FiloPasty · 22/04/2024 13:34

How did you get on @TeaAddicted ? I hope your ex more on board with support ?

Sunsetsandcocktails · 22/04/2024 16:34

Hi OP, I think you are right to be concerned but trying to force her home will only push her away. I taught English in Japan at your daughter's age and if my parents had tried to get me to come home it would have had the opposite effect I think; I was having the time of my life! I suspect your daughter is too and if she is hostessing she may well be on good money which would be hard to give up.

I think you should try to speak to her and calmly explain your valid feelings and fears about 2 separate issues:
-the work she is doing on the wrong visa, as others have said she may well be kicked out for this and if she loves it so much I can't believe she'd want to jeopardise her chance of staying there. There are loads of options to teach English but she really does need to do it through proper channels. Maybe talk to her about her long-term goals and get her to come up with a plan.

-working as a hostess; I do think Japan on the whole is extremely safe and although you might be thinking the worst, there are lots of girls who do this and it most likely is the case she is just paid to chat. The worry I would have is the ones who get obsessed with foreign women. As well as Lucie Blackman, my immediate thought was of Lindsay Hawker, another awful story. I can't lie, I would be concerned about someone following her home BUT in this day and age of social media and tracking and all that, could you get her to at least agree to regular contact to let you know she is safe and for her to always make sure she goes home with a friend? Does she live with anyone else?
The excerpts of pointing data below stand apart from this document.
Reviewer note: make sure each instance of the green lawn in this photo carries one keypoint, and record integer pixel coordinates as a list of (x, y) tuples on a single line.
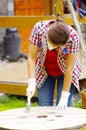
[(12, 101)]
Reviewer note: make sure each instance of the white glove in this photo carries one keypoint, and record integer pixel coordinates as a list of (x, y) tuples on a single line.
[(63, 101), (31, 87)]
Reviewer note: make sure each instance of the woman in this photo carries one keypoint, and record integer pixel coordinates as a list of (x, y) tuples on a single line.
[(52, 56)]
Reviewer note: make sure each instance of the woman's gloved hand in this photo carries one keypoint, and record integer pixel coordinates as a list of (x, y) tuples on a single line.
[(63, 101), (31, 87)]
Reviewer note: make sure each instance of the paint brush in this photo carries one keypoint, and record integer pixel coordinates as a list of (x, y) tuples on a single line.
[(28, 104)]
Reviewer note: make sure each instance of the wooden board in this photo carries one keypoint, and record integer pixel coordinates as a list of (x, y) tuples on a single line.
[(42, 118)]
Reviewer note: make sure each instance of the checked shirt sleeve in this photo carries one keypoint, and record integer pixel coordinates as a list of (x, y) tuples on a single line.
[(74, 38)]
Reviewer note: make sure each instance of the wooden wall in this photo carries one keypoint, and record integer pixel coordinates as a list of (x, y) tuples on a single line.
[(30, 7)]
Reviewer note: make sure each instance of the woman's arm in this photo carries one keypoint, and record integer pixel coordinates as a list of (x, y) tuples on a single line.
[(70, 62), (32, 54)]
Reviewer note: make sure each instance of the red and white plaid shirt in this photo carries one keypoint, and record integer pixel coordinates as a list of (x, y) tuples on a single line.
[(39, 37)]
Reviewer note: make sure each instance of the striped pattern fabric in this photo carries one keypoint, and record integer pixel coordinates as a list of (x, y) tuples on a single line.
[(39, 37), (10, 7)]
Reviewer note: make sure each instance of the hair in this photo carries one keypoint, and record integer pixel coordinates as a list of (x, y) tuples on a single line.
[(59, 32)]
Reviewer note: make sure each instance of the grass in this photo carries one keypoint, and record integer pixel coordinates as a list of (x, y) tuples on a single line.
[(12, 101)]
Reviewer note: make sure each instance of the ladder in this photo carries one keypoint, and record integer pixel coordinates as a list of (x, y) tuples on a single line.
[(77, 25)]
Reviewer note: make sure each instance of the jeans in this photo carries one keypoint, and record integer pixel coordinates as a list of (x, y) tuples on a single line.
[(46, 92)]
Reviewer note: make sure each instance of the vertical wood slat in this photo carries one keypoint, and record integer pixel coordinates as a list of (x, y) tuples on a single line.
[(27, 7)]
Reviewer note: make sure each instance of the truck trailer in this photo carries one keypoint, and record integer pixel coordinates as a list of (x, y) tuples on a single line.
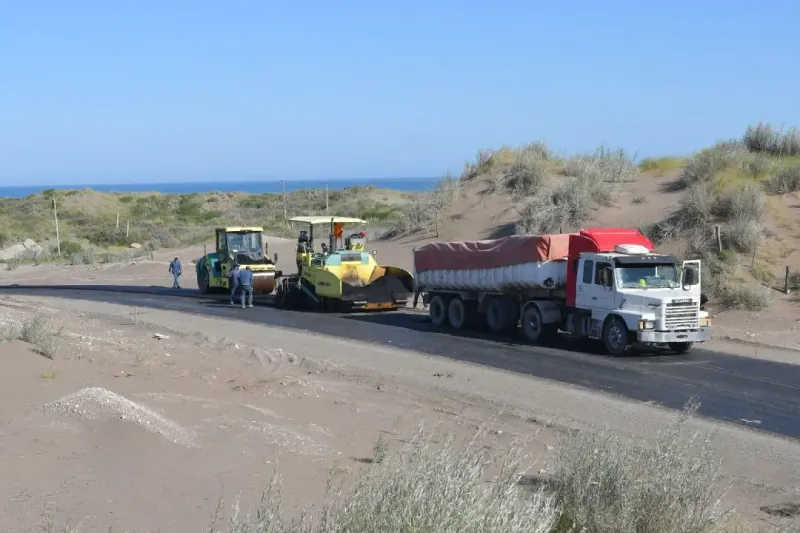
[(607, 284)]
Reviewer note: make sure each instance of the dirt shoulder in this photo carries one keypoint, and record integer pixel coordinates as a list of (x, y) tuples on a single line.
[(237, 397)]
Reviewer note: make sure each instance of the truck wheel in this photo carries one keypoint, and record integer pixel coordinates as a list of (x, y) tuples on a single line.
[(437, 311), (680, 347), (203, 283), (615, 336), (534, 328), (502, 315), (461, 314)]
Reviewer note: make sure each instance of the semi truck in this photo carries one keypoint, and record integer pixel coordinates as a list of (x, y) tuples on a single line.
[(606, 284)]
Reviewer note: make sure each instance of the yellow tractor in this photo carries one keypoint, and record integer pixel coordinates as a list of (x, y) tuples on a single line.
[(237, 245), (341, 275)]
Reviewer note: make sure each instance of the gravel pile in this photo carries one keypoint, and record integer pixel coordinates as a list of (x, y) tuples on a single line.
[(95, 403)]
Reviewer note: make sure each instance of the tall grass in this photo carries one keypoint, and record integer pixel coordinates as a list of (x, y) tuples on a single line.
[(765, 138), (607, 485), (601, 483)]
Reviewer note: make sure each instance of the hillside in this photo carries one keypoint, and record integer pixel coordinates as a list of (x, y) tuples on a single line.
[(747, 188), (94, 220)]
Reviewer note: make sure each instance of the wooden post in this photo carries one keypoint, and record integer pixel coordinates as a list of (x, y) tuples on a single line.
[(283, 188), (58, 236), (786, 281)]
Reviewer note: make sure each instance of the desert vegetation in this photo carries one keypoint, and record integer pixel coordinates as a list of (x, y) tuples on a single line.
[(727, 191), (599, 483)]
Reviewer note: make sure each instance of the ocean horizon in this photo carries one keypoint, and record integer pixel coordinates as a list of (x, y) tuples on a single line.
[(249, 187)]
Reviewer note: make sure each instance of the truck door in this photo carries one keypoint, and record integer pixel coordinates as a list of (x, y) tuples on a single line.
[(604, 299), (590, 292)]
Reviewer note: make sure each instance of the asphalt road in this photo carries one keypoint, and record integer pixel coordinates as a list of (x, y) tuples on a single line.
[(760, 394)]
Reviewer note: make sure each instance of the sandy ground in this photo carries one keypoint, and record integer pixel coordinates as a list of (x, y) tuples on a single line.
[(128, 430), (775, 327)]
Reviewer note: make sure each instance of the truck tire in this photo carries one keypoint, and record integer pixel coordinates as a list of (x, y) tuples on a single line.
[(502, 315), (460, 313), (437, 310), (615, 336), (680, 347), (534, 328)]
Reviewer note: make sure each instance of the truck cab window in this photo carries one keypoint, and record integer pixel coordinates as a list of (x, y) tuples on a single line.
[(587, 271), (598, 270)]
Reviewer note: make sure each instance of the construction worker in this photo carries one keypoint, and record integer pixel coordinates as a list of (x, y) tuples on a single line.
[(176, 270), (233, 277), (246, 286)]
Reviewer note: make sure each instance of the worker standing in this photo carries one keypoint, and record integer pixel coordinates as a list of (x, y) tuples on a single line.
[(246, 286), (233, 277), (176, 270)]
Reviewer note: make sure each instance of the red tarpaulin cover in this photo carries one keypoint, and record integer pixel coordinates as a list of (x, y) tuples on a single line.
[(495, 253)]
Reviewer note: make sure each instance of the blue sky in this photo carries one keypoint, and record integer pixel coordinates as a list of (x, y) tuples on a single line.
[(127, 91)]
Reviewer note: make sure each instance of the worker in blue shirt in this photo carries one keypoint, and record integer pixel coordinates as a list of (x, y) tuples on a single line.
[(234, 281), (246, 286), (176, 270)]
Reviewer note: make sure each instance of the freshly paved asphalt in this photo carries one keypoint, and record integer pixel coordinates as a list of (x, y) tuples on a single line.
[(762, 395)]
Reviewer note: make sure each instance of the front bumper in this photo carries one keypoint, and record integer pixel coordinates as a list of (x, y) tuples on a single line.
[(665, 337)]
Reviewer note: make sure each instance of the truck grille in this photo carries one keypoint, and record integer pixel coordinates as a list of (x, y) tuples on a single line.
[(683, 315)]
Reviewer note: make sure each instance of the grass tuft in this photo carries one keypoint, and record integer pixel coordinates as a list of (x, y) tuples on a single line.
[(663, 165), (37, 331), (607, 485)]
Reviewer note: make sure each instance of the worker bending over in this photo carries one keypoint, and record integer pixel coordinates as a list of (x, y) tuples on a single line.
[(246, 286), (233, 276)]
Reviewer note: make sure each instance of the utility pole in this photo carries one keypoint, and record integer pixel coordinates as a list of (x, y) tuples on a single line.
[(55, 216), (283, 188)]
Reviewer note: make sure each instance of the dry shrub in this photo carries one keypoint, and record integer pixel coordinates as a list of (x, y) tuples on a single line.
[(705, 165), (749, 295), (419, 489), (608, 485), (612, 165), (36, 330), (785, 181), (765, 138)]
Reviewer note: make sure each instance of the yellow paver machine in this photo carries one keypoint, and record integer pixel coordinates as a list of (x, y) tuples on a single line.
[(341, 275), (244, 246)]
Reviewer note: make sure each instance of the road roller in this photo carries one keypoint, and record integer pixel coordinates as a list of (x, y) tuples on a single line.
[(341, 275), (243, 246)]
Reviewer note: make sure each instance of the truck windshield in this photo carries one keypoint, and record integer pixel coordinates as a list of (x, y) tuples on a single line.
[(247, 243), (647, 276)]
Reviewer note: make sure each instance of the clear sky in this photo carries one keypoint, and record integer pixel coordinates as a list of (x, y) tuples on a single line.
[(171, 90)]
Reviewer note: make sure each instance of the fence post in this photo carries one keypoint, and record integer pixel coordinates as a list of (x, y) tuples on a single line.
[(786, 281)]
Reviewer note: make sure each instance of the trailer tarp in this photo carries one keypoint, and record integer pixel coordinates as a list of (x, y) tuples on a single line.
[(494, 253)]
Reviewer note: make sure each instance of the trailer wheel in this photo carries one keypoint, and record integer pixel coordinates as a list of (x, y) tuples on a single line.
[(502, 315), (680, 347), (615, 336), (203, 282), (534, 328), (438, 310), (460, 313)]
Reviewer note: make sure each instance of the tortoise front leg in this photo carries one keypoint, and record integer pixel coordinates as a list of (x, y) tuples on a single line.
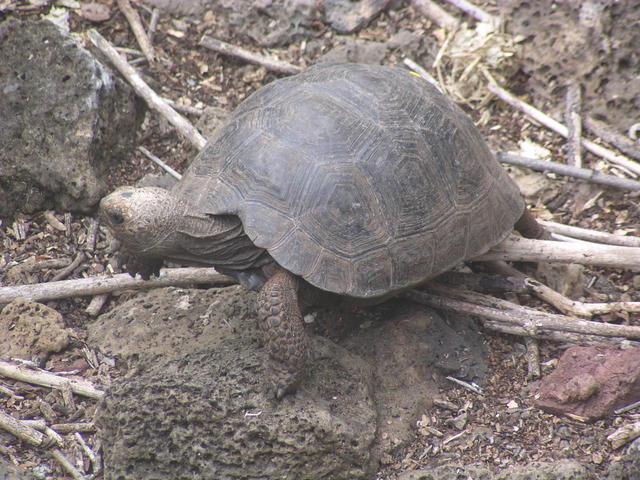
[(528, 227), (281, 323)]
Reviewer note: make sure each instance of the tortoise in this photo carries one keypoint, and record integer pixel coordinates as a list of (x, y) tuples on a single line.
[(348, 179)]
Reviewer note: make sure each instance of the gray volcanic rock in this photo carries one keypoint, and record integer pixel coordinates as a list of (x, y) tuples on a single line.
[(64, 120)]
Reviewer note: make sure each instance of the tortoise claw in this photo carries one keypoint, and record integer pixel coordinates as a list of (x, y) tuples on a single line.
[(283, 329)]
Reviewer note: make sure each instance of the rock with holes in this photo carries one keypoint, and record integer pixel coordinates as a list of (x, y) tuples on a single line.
[(64, 120), (31, 330), (202, 412), (591, 382)]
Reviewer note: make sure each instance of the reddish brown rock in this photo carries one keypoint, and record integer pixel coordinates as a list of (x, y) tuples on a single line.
[(591, 382)]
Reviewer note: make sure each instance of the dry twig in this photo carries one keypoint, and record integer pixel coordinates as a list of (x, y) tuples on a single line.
[(474, 11), (622, 143), (238, 52), (138, 30), (152, 98), (569, 171), (105, 284), (436, 13), (559, 128), (66, 464), (160, 163), (96, 304), (20, 430), (591, 235), (624, 435), (533, 322), (68, 270), (573, 119), (518, 249), (47, 379)]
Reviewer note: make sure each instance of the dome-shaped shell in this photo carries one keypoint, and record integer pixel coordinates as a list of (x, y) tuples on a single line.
[(361, 179)]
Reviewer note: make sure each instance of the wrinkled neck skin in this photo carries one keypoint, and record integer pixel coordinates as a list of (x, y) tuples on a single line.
[(215, 240)]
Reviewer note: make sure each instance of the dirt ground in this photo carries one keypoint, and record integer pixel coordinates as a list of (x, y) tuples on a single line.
[(506, 430)]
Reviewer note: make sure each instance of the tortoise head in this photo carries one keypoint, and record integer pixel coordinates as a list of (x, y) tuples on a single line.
[(142, 219)]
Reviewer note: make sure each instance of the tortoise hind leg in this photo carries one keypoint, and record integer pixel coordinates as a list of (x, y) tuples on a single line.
[(281, 323), (529, 227)]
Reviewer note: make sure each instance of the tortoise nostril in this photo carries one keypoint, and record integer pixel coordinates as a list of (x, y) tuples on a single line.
[(116, 218)]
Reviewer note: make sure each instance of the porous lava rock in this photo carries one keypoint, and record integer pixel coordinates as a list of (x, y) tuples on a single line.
[(591, 382), (64, 120)]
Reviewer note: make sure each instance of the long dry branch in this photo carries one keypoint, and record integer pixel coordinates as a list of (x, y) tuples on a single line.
[(518, 249), (532, 321), (105, 284), (152, 98), (591, 235), (511, 249), (46, 379), (238, 52), (561, 129), (570, 171), (138, 30)]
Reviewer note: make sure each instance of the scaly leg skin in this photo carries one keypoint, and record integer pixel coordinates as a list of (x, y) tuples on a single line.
[(283, 329)]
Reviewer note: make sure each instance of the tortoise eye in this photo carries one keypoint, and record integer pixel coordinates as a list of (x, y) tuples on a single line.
[(116, 218)]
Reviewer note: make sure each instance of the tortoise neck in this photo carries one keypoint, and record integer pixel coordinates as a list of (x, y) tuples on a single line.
[(215, 240)]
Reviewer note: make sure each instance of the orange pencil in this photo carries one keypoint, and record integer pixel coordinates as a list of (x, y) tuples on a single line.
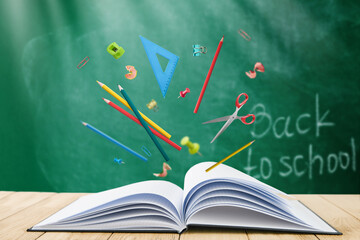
[(171, 143), (209, 75)]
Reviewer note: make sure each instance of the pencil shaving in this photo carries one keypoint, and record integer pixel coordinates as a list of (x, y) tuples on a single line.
[(164, 172)]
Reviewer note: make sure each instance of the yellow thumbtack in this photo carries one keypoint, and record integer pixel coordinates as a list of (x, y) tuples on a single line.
[(193, 147)]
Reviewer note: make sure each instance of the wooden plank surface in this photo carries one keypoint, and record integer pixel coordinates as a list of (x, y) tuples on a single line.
[(15, 226), (349, 203), (26, 209), (15, 202), (335, 216)]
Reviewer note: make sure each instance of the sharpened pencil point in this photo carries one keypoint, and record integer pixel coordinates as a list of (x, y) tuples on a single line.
[(100, 83)]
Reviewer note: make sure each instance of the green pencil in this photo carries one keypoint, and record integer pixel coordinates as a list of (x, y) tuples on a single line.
[(133, 108)]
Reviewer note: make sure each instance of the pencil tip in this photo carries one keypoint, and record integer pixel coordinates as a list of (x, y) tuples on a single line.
[(100, 83)]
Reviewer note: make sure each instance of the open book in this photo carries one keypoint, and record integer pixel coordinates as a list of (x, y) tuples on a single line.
[(223, 197)]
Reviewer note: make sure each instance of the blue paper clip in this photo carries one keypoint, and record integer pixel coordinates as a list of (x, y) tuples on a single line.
[(146, 151), (197, 49), (119, 161)]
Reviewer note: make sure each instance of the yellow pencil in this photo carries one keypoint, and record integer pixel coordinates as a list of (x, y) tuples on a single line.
[(123, 101), (237, 151)]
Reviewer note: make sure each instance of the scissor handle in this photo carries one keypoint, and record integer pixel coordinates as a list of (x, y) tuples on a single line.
[(243, 102), (243, 119)]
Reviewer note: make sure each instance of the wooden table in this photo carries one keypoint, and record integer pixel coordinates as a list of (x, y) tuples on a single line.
[(21, 210)]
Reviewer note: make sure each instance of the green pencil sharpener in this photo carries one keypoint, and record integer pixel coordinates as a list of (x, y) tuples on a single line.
[(115, 50)]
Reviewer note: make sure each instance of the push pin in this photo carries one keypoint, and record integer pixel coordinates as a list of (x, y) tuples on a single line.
[(197, 49), (183, 93), (152, 105), (115, 50), (119, 161), (193, 147)]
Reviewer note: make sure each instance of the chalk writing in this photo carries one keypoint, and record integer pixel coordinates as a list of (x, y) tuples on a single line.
[(315, 162)]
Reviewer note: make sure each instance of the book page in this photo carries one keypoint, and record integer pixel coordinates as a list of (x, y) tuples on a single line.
[(85, 204), (197, 174)]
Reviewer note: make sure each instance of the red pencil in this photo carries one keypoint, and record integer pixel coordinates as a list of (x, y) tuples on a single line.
[(138, 122), (209, 75)]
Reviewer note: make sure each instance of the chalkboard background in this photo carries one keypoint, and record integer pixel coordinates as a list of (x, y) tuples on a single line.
[(306, 102)]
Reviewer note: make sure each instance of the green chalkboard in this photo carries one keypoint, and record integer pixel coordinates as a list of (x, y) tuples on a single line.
[(306, 102)]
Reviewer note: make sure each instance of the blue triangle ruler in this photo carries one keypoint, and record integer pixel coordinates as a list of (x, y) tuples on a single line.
[(163, 78)]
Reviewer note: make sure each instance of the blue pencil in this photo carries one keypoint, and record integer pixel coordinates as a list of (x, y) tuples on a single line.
[(127, 98), (114, 141)]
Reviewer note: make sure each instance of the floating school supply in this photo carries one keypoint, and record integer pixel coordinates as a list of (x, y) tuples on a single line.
[(258, 67), (197, 50), (193, 147), (209, 75), (159, 135), (132, 72), (163, 78), (146, 151), (119, 161), (148, 120), (115, 141), (244, 35), (183, 93), (83, 62), (137, 113), (231, 118), (231, 155), (164, 172), (153, 105), (115, 50)]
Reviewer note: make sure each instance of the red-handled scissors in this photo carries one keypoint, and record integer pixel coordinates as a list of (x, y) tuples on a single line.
[(231, 118)]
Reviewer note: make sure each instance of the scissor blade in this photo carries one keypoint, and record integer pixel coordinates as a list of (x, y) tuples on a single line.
[(222, 119), (222, 129)]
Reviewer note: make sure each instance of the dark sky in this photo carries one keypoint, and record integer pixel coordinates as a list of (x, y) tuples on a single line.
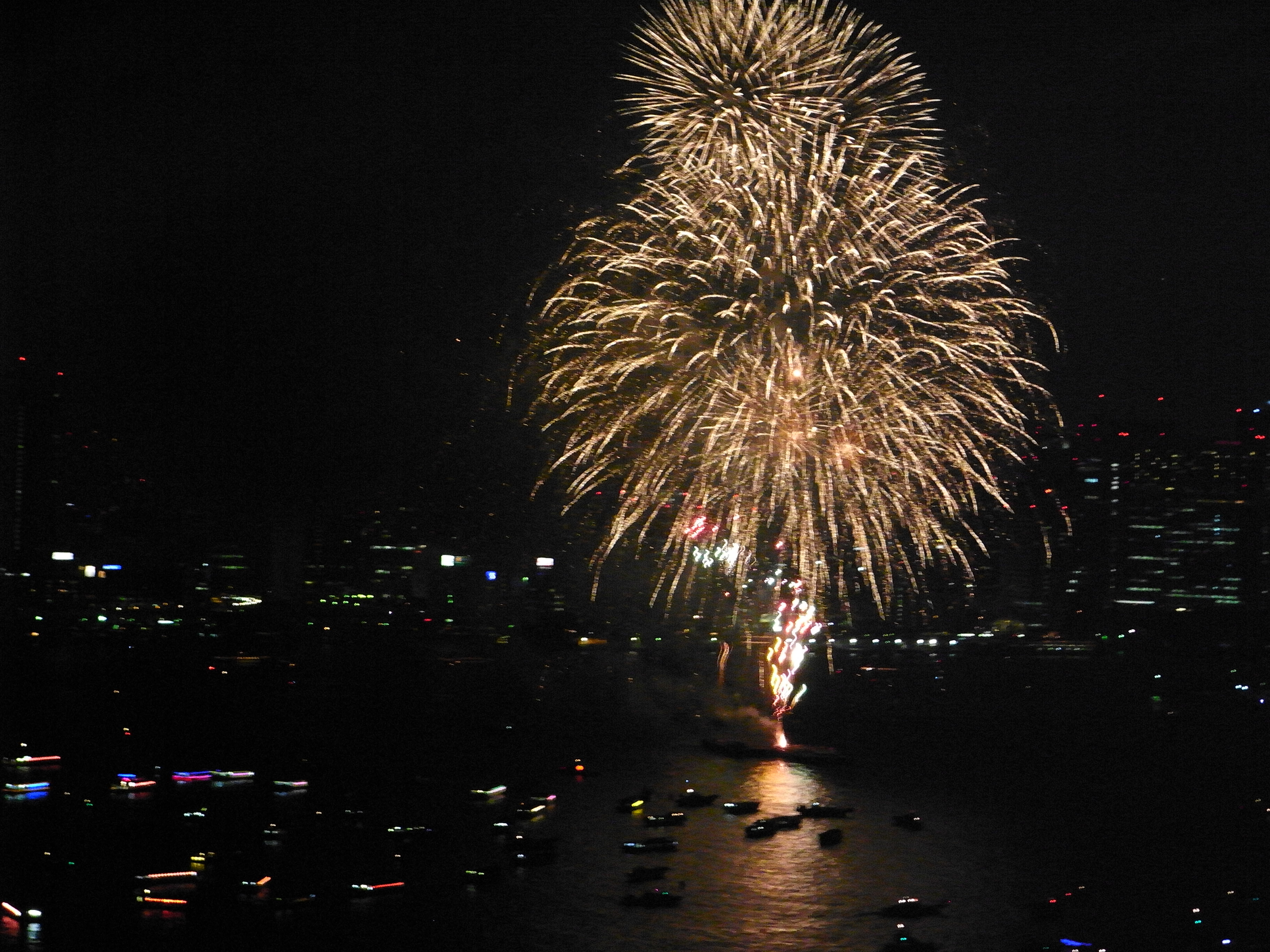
[(272, 245)]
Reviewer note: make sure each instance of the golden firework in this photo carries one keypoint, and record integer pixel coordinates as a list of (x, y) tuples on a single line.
[(798, 327)]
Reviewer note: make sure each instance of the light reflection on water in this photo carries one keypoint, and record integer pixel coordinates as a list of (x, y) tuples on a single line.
[(778, 894)]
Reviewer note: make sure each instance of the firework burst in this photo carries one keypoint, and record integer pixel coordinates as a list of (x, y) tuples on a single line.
[(798, 329)]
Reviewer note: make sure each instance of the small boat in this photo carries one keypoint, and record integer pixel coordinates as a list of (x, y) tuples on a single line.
[(665, 819), (657, 844), (691, 798), (531, 844), (912, 908), (653, 899), (907, 944), (822, 810), (647, 874), (130, 781), (785, 823)]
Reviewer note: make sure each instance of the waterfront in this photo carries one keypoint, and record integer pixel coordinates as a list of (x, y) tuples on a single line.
[(1035, 776)]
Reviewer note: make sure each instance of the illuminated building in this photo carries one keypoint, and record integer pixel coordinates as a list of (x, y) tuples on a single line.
[(1189, 527)]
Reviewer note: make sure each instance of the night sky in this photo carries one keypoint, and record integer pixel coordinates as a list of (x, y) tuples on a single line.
[(284, 249)]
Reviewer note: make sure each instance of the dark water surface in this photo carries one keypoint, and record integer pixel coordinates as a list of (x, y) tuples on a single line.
[(1035, 777)]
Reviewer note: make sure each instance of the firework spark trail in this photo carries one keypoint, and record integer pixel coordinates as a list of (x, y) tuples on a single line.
[(798, 324)]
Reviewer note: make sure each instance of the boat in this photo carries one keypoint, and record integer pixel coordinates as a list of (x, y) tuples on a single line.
[(521, 843), (785, 823), (647, 874), (130, 781), (657, 844), (821, 810), (665, 819), (912, 908), (531, 851), (692, 799), (653, 899)]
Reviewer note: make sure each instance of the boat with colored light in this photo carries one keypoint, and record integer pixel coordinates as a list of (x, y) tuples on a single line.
[(665, 819), (825, 811), (657, 844), (912, 908)]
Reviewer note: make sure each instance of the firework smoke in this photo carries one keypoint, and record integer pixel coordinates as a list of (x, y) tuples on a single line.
[(798, 331)]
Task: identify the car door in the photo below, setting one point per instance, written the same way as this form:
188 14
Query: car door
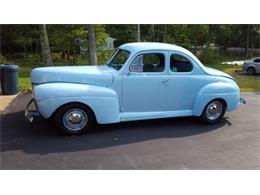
145 86
257 65
185 82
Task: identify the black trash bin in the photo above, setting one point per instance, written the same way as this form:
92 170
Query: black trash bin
9 79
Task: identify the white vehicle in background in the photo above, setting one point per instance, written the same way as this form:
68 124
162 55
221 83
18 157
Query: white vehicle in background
252 67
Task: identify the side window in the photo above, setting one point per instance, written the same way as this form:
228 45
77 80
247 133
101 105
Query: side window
257 60
150 62
179 63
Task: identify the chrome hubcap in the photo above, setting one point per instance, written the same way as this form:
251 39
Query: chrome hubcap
214 110
75 119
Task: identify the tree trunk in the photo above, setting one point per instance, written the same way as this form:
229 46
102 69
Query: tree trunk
45 47
92 44
247 42
152 32
164 33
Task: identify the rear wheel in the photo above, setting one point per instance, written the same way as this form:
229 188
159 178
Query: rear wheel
213 111
251 70
74 118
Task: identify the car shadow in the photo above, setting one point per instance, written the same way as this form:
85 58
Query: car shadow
42 138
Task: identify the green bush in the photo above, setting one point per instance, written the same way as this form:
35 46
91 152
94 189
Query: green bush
209 56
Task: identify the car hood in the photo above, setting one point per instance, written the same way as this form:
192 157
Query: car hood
215 72
94 75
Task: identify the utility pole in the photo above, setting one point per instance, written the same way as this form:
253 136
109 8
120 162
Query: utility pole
138 33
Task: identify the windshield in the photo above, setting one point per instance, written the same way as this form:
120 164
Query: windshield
118 59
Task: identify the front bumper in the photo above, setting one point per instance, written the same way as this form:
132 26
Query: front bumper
30 115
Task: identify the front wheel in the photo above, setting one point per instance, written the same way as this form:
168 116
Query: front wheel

I really do sympathise as I can see it from both sides - I think focus on communicating with her and seeing what steps she is taking to keep herself safe and trusting her to look after herself. And as amazing as Japan is, most people don't stay there forever so hopefully she'll come home at some point!

IvorTheEngineDriver · 22/04/2024 16:46

SundayTulips · 18/04/2024 15:01

This story made me think of Lucie Blackman

Me too. I'd be asking her to come home and sending cash for the ticket if necessary.

Cantrushart · 22/04/2024 17:09

Please don't pay too much attention to the uninformed, alarmist posters. I worked in Japan 30 odd years ago. I taught English during the day and worked as a hostess in the evenings. Most of us did the same thing to maximise earnings. The bars were legal, above-board and regulated. We were treated respectfully and at no time did I feel pressured into providing other 'services'. I don't know of anyone who did. It was great fun and I met a lot of interesting people. I did, however, have a work visa that I renewed by travelling to Korea. Don't be too spooked by the headlines. Japan is a safe country.

SundayTulips · 22/04/2024 17:43

Cantrushart · 22/04/2024 17:09

Please don't pay too much attention to the uninformed, alarmist posters. I worked in Japan 30 odd years ago. I taught English during the day and worked as a hostess in the evenings. Most of us did the same thing to maximise earnings. The bars were legal, above-board and regulated. We were treated respectfully and at no time did I feel pressured into providing other 'services'. I don't know of anyone who did. It was great fun and I met a lot of interesting people. I did, however, have a work visa that I renewed by travelling to Korea. Don't be too spooked by the headlines. Japan is a safe country.

I agree in general, but OP’s daughter is working illegally, and presumably anyone prepared to hire illegal workers may not be completely above board. This puts her in a vulnerable position as I bet it will make her reluctant to seek official assistance in the case of any difficulties. She has also been followed home by a client which is extremely worrying.